I’m weeping at my desk this morning. Big belly sobs. Not pretty sentimental choked up tears. Where the tears roll down and a kind of grunting sound comes from my throat reminding me how angry I am at death. Here in no particular order are the ways Fergus touched my life and left me a better scholar, a better teacher, and a better human. Things I wish I’d put into words for him, but was just too self conscious to do so.
1) Everyone feels like an outsider. His stories of coming to Oxford from Scotland encompassed the loneliness of early academic life and hope that it need not be that way. He did everything in his power to welcome newcomers.
2) Always introduce people. He never assumed people necessarily knew each other and even once introduced long married husband and wife in an elevator. Funny, yes. But his radical commitment to introductions involves the risk of insult through a failure to remember. It risked the discomfort of all those present, a little social awkwardness. He prioritizes building connections and making people feel welcome over all else.
3) When in power, take the fall for vulnerable students. My relationship with my beloved masters supervisor was not going to be a happy or healthy one for my doctorate. Fergus as my college advisor gave me one of the greatest gifts of my career by allowing my former supervisor to blame him, not me for my shift. I got to keep everyone as a mentor and ally.
4) Finish the book. This was a hard, unpleasant lesson. It involved regular reminders of the negative career consequences of not finishing. It certainly was not pleasant for those who did not finish or finished in their own time. For me, the object lesson meant that I landed on the job market with a book in contract, awaiting proofs and my new institution put me up for promotion nearly immediately. The moral pressure he exerted ensured that I got that first book out even while on an unrelated post doc and also teaching nearly full time (i.e. working two full time jobs). I have no idea how I worked so hard those years, but much of it was to live up to his expectations.
5) Just because someone has looked at the question before doesn’t mean you can’t do it better. When I was feeling terrible about needing to switch supervisors and was contemplating thesis topics, he pulled books off his shelf on possible ancient authors and carefully critiqued the works of senior scholars (respectfully, of course, always respectfully) and then told me there was still work to be done and that he believed I could do it.

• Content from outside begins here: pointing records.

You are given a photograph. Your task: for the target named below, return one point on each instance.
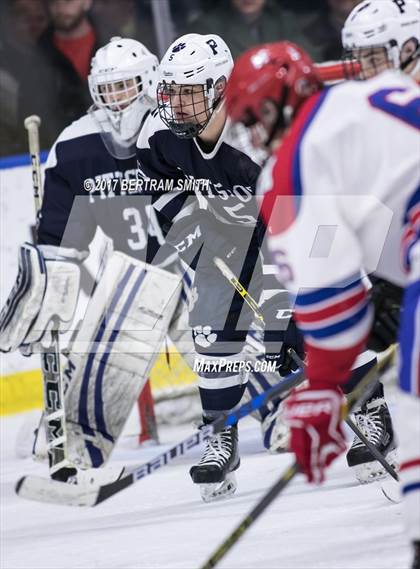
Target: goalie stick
(47, 490)
(357, 397)
(60, 468)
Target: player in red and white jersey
(343, 175)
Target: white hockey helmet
(122, 82)
(393, 25)
(194, 63)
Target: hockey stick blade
(52, 491)
(356, 397)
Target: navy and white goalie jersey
(86, 186)
(221, 180)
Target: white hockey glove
(46, 289)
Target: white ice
(162, 523)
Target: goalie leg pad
(44, 289)
(113, 353)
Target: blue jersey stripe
(410, 488)
(319, 295)
(339, 327)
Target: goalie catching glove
(45, 291)
(316, 435)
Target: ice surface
(162, 523)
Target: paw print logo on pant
(203, 336)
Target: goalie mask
(122, 83)
(383, 34)
(193, 73)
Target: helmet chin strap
(413, 57)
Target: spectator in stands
(322, 29)
(126, 18)
(244, 23)
(25, 82)
(68, 45)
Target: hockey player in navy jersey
(87, 185)
(340, 197)
(90, 182)
(207, 209)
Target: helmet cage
(196, 102)
(122, 98)
(363, 62)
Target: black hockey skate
(374, 420)
(215, 470)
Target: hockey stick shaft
(227, 273)
(44, 490)
(357, 396)
(301, 364)
(50, 357)
(32, 124)
(200, 436)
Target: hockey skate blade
(391, 490)
(374, 471)
(51, 491)
(219, 490)
(88, 491)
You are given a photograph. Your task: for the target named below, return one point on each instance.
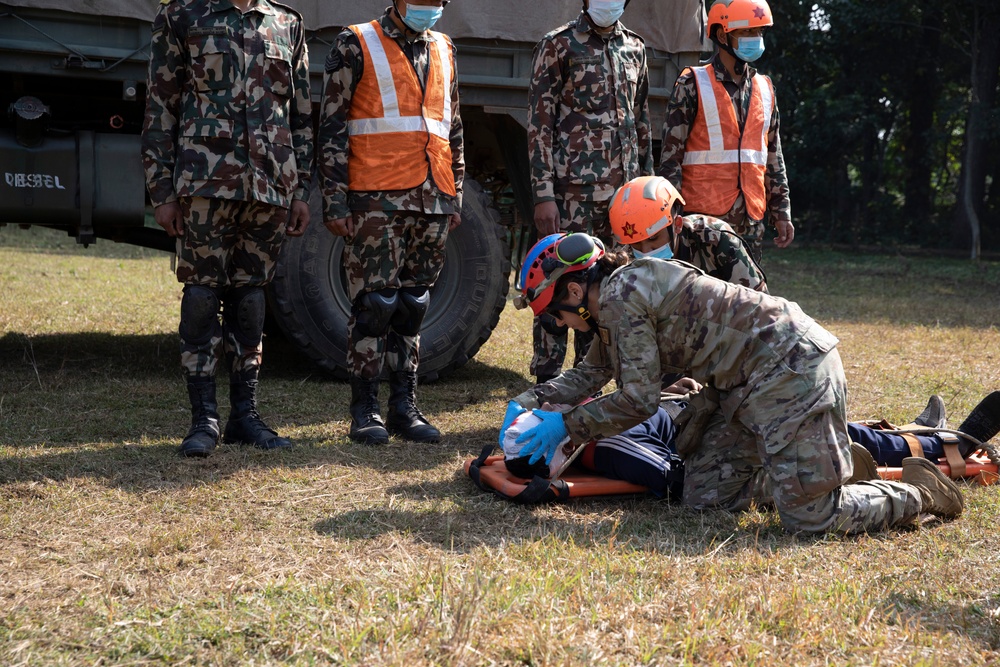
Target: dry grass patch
(118, 552)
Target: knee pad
(373, 312)
(413, 305)
(243, 313)
(199, 314)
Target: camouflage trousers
(752, 231)
(227, 245)
(390, 249)
(787, 446)
(549, 349)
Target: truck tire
(309, 300)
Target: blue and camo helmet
(549, 260)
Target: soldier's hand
(786, 233)
(340, 226)
(169, 217)
(298, 218)
(547, 218)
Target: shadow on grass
(629, 523)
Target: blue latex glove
(545, 438)
(514, 410)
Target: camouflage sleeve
(543, 111)
(577, 383)
(742, 269)
(300, 121)
(457, 134)
(159, 131)
(344, 67)
(635, 357)
(779, 207)
(642, 124)
(682, 107)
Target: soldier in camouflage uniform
(394, 192)
(645, 215)
(781, 372)
(588, 133)
(741, 84)
(227, 149)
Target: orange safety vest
(719, 161)
(395, 129)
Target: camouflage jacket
(588, 123)
(344, 68)
(713, 246)
(659, 317)
(682, 108)
(228, 111)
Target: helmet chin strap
(581, 308)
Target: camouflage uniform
(682, 109)
(712, 246)
(784, 383)
(588, 134)
(399, 236)
(227, 135)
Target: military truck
(72, 88)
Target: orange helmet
(737, 15)
(642, 207)
(548, 261)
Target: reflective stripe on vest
(392, 121)
(719, 162)
(397, 129)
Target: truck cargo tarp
(668, 25)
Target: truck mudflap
(80, 182)
(311, 306)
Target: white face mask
(663, 252)
(605, 12)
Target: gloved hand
(544, 439)
(514, 410)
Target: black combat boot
(982, 423)
(245, 425)
(404, 418)
(204, 432)
(366, 418)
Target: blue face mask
(663, 252)
(749, 49)
(605, 12)
(419, 18)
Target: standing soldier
(227, 149)
(721, 147)
(588, 133)
(392, 165)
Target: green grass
(115, 551)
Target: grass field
(115, 551)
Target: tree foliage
(879, 105)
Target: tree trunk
(985, 64)
(923, 91)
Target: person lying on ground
(784, 382)
(646, 454)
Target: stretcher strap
(955, 460)
(913, 442)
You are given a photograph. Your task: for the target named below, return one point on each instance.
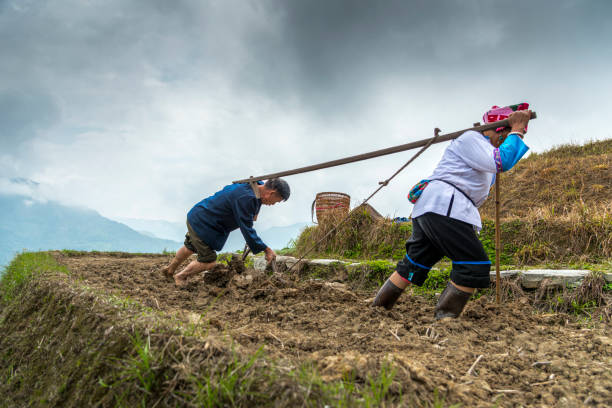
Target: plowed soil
(509, 355)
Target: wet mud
(508, 355)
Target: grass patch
(23, 267)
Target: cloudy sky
(142, 108)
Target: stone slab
(530, 279)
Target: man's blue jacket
(215, 217)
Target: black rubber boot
(387, 295)
(451, 302)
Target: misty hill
(31, 225)
(275, 237)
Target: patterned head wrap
(496, 113)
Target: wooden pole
(381, 152)
(497, 239)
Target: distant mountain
(32, 225)
(275, 237)
(157, 228)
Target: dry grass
(570, 182)
(588, 299)
(557, 207)
(360, 236)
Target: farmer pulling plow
(445, 217)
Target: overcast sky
(142, 108)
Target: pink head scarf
(496, 113)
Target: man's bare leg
(179, 258)
(194, 267)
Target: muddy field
(509, 355)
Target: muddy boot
(451, 302)
(387, 295)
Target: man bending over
(211, 220)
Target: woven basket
(328, 203)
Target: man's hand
(518, 120)
(270, 255)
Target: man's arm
(244, 211)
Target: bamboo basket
(328, 203)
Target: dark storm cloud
(332, 54)
(23, 114)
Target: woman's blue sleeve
(511, 151)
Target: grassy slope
(64, 344)
(557, 208)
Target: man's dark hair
(280, 186)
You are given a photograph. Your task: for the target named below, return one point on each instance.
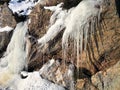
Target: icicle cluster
(14, 60)
(80, 24)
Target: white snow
(6, 28)
(23, 7)
(35, 82)
(14, 59)
(56, 24)
(78, 24)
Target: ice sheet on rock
(78, 24)
(35, 82)
(7, 28)
(56, 23)
(15, 56)
(22, 7)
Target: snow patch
(23, 7)
(6, 28)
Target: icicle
(78, 25)
(15, 56)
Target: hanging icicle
(81, 24)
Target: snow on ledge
(6, 28)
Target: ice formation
(6, 28)
(23, 7)
(14, 60)
(56, 23)
(35, 82)
(80, 24)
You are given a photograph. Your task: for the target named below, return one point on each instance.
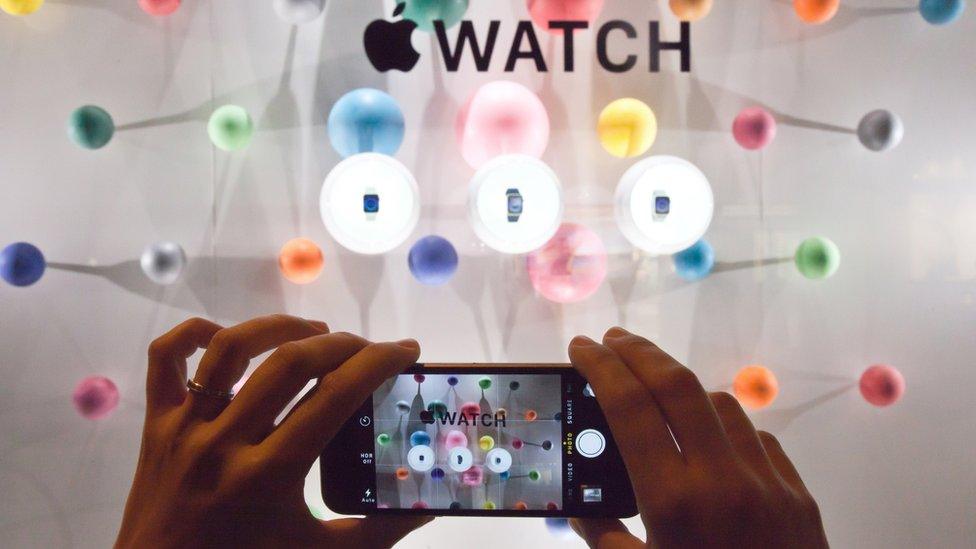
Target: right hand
(716, 483)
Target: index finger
(637, 424)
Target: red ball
(882, 385)
(159, 7)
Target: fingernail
(409, 344)
(581, 341)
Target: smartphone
(510, 440)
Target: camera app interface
(485, 442)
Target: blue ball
(941, 12)
(420, 438)
(22, 264)
(696, 262)
(433, 260)
(366, 120)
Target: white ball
(163, 262)
(296, 12)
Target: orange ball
(755, 387)
(300, 261)
(691, 10)
(816, 11)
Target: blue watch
(515, 205)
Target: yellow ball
(627, 128)
(20, 7)
(691, 10)
(486, 443)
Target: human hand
(716, 483)
(215, 472)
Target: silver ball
(163, 262)
(296, 12)
(880, 130)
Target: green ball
(817, 258)
(425, 12)
(230, 128)
(90, 127)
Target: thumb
(605, 534)
(373, 532)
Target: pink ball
(455, 439)
(159, 7)
(882, 385)
(502, 118)
(95, 397)
(754, 128)
(470, 410)
(570, 267)
(544, 11)
(473, 476)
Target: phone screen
(507, 440)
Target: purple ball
(95, 397)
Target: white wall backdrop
(905, 293)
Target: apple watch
(662, 205)
(515, 204)
(371, 203)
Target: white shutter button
(590, 443)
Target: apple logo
(388, 43)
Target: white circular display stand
(506, 185)
(664, 204)
(349, 197)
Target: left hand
(214, 472)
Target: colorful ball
(502, 118)
(880, 130)
(159, 7)
(696, 262)
(755, 387)
(570, 267)
(22, 264)
(816, 11)
(296, 12)
(366, 120)
(941, 12)
(425, 12)
(473, 476)
(627, 128)
(90, 127)
(471, 409)
(817, 258)
(691, 10)
(545, 11)
(882, 385)
(95, 397)
(163, 262)
(20, 7)
(455, 439)
(300, 261)
(432, 260)
(230, 128)
(419, 438)
(437, 409)
(754, 128)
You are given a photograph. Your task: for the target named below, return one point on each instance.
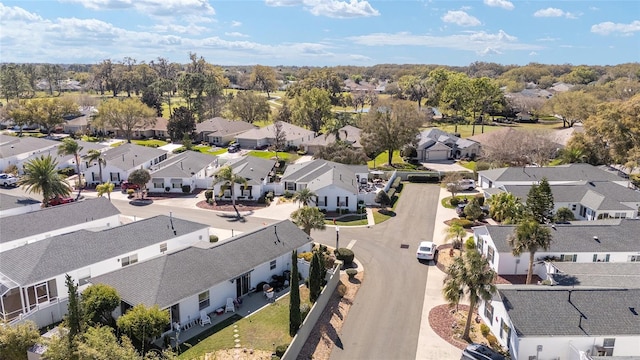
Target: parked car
(8, 180)
(125, 185)
(426, 251)
(60, 200)
(480, 352)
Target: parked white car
(8, 180)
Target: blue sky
(322, 32)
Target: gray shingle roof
(318, 174)
(252, 168)
(168, 279)
(600, 274)
(183, 165)
(55, 217)
(57, 255)
(129, 156)
(8, 202)
(578, 237)
(547, 311)
(564, 173)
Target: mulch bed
(228, 206)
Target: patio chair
(204, 318)
(230, 306)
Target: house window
(203, 300)
(490, 254)
(488, 312)
(128, 260)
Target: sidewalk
(430, 345)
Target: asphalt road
(384, 321)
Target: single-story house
(190, 168)
(613, 240)
(121, 161)
(258, 172)
(19, 150)
(27, 228)
(257, 138)
(220, 132)
(336, 185)
(555, 175)
(552, 322)
(349, 134)
(436, 145)
(32, 277)
(587, 200)
(202, 278)
(15, 205)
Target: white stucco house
(583, 242)
(190, 168)
(336, 185)
(26, 228)
(32, 276)
(202, 278)
(121, 161)
(572, 323)
(259, 174)
(260, 137)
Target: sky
(322, 32)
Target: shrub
(281, 349)
(345, 255)
(467, 224)
(484, 329)
(352, 273)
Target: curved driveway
(384, 321)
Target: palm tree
(471, 275)
(96, 156)
(304, 196)
(40, 176)
(308, 218)
(228, 179)
(456, 232)
(71, 147)
(105, 188)
(529, 236)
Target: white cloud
(608, 27)
(331, 8)
(508, 5)
(554, 12)
(236, 34)
(460, 18)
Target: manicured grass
(383, 159)
(150, 142)
(259, 331)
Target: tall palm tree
(304, 196)
(308, 218)
(228, 179)
(96, 156)
(471, 275)
(71, 147)
(529, 236)
(40, 176)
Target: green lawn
(259, 331)
(150, 142)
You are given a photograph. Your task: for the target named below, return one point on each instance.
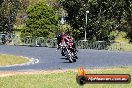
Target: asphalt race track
(50, 59)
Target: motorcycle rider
(63, 38)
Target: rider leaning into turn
(64, 38)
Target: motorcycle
(68, 51)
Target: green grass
(60, 80)
(11, 60)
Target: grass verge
(11, 60)
(66, 79)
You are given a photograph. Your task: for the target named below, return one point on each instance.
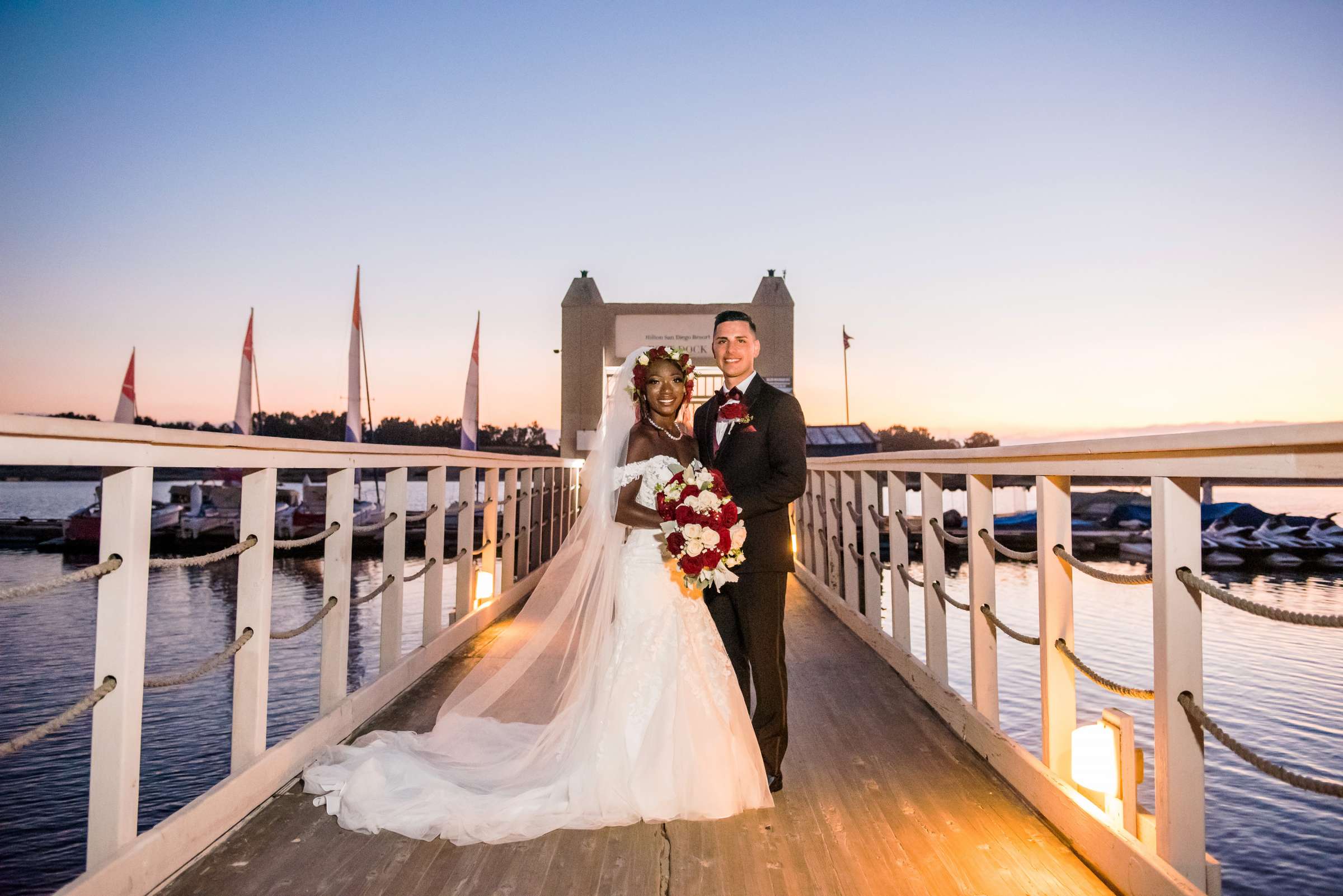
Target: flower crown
(661, 353)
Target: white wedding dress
(646, 723)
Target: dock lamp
(1107, 763)
(484, 585)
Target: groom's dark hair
(732, 315)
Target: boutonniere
(735, 412)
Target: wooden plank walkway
(880, 799)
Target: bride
(606, 702)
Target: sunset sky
(1036, 219)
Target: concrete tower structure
(598, 336)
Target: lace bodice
(655, 471)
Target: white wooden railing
(539, 504)
(838, 524)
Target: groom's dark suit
(764, 463)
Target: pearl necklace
(676, 438)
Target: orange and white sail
(126, 403)
(242, 411)
(354, 423)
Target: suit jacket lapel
(749, 400)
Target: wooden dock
(881, 797)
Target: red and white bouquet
(704, 533)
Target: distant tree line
(919, 439)
(330, 426)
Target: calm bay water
(1278, 687)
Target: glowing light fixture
(484, 587)
(1096, 758)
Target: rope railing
(209, 664)
(1201, 584)
(424, 569)
(1095, 572)
(373, 527)
(1138, 694)
(366, 598)
(421, 518)
(945, 536)
(317, 617)
(203, 560)
(1306, 782)
(85, 574)
(1029, 557)
(284, 545)
(85, 703)
(1002, 627)
(947, 598)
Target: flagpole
(845, 375)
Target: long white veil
(495, 766)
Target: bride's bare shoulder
(641, 445)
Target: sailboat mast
(368, 398)
(261, 416)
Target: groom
(757, 436)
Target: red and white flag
(354, 423)
(242, 411)
(126, 403)
(472, 404)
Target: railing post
(556, 509)
(252, 664)
(491, 526)
(1178, 656)
(984, 638)
(834, 533)
(849, 537)
(465, 541)
(896, 510)
(935, 570)
(524, 522)
(817, 556)
(337, 551)
(120, 652)
(434, 526)
(508, 546)
(394, 564)
(1058, 679)
(870, 503)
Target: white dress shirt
(723, 426)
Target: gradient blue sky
(1039, 219)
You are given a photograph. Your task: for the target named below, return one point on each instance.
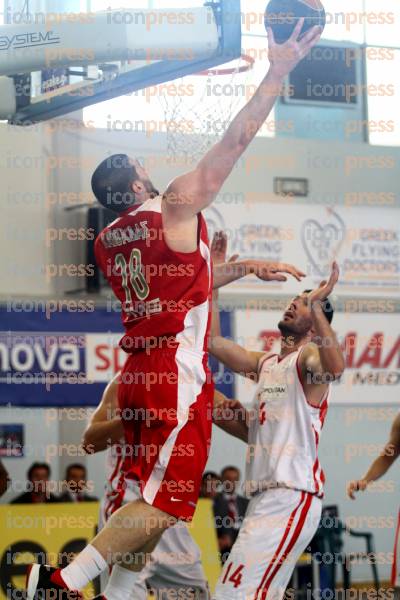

6) Think big and never loose track of the fine grained details. He welcomed the wide view of history, not just for himself but in his students. He encouraged broad, creative thinking with an emphasis on interconnecting phenomena and theories. Yet his ability to close read pieces of evidence was astounding. His undergraduate lecture, really an exegesis, on the Polla stone took one inscription, concentrated on each element of the text and its materiality, and then spiraled out to encompass nearly the whole of Rome’s relationship with Italy. He insisted that the big views be tested against the fine grain of our evidence.
7) Value families. He took great joy in his marriage and his children and he wanted everyone to have that joy. Academic life for him was not in tension with family life. His parties for graduate students in College always had children present. He wanted to know not just what I’d published but was I happy and whole. I am. It was easier to take the time I needed build my family because I knew that one of the mentors I admired most valued that time and commitment as much as I did and that it wasn’t contrary to my life and career as a scholar.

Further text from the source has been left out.